Performance Tuning Guide¶
This guide provides comprehensive strategies for optimizing Neutryx Core performance across different scenarios and hardware configurations.
Table of Contents¶
- Quick Wins
- JAX Optimization
- Monte Carlo Optimization
- GPU Acceleration
- Memory Optimization
- Distributed Computing
- Profiling and Benchmarking
- Production Optimization
Quick Wins¶
1. Enable JIT Compilation¶
Always use @jax.jit for frequently called functions:
import jax
import jax.numpy as jnp
from neutryx.models.bs import price
# Bad - No JIT compilation
def price_portfolio(spots, strikes, maturities):
return [price(S, K, T, 0.05, 0.02, 0.20, "call")
for S, K, T in zip(spots, strikes, maturities)]
# Good - JIT compiled with vmap
@jax.jit
def price_portfolio_optimized(spots, strikes, maturities):
return jax.vmap(lambda S, K, T: price(S, K, T, 0.05, 0.02, 0.20, "call"))(
spots, strikes, maturities
)
# Benchmark
spots = jnp.ones(1000) * 100.0
strikes = jnp.ones(1000) * 100.0
maturities = jnp.ones(1000) * 1.0
# First call (includes compilation)
%timeit price_portfolio_optimized(spots, strikes, maturities).block_until_ready()
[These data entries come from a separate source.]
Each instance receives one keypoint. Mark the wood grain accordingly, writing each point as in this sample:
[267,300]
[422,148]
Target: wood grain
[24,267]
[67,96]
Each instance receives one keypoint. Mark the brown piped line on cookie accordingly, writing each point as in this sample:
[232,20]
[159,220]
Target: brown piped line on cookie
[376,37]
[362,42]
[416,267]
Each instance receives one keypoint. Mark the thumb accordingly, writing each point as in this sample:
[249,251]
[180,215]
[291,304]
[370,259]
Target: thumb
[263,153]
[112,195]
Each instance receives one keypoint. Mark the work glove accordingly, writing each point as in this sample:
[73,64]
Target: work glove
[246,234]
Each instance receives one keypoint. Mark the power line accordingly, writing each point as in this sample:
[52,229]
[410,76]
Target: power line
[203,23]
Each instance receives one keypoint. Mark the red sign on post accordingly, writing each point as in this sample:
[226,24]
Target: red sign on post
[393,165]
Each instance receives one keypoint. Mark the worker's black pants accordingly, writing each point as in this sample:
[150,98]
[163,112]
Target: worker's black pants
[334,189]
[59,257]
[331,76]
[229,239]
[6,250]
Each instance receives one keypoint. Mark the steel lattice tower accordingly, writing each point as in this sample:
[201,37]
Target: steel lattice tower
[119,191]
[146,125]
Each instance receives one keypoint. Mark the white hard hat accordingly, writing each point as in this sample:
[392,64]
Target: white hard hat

# Subsequent calls (compiled)
# Result: ~100x faster than uncompiled version
Performance Impact: 10-100x speedup
2. Use Vectorization with vmap¶
Replace loops with vectorized operations:
# Bad - Python loop
def calculate_greeks_loop(spots):
deltas = []
for S in spots:
delta = jax.grad(lambda x: price(x, 100, 1.0, 0.05, 0.02, 0.20, "call"))(S)
deltas.append(delta)
return jnp.array(deltas)
# Good - Vectorized with vmap
@jax.jit
def calculate_greeks_vmap(spots):
price_fn = lambda S: price(S, 100, 1.0, 0.05, 0.02, 0.20, "call")
return jax.vmap(jax.grad(price_fn))(spots)
# Benchmark
spots = jnp.linspace(80, 120, 1000)
%timeit calculate_greeks_vmap(spots).block_until_ready()
# Result: ~50x faster than loop version
Performance Impact: 10-50x speedup
3. Batch Operations¶
Process multiple items simultaneously:
# Bad - One at a time
prices = []
for option in options:
price = pricing_engine.price(option)
prices.append(price)
# Good - Batch processing
prices = pricing_engine.price_batch(options)
# Implementation
@jax.jit
def price_batch(spots, strikes, maturities, config):
"""Batch price multiple options"""
return jax.vmap(
lambda S, K, T: price(S, K, T, config.r, config.q, config.sigma, "call")
)(spots, strikes, maturities)
Performance Impact: 5-20x speedup
4. Use Lower Precision When Appropriate¶
Float32 is significantly faster than float64:
# Configure JAX to use float32 by default
jax.config.update("jax_enable_x64", False)
# Explicit conversion
spots_f32 = spots.astype(jnp.float32)
prices_f32 = price_batch(spots_f32, strikes_f32, maturities_f32, config)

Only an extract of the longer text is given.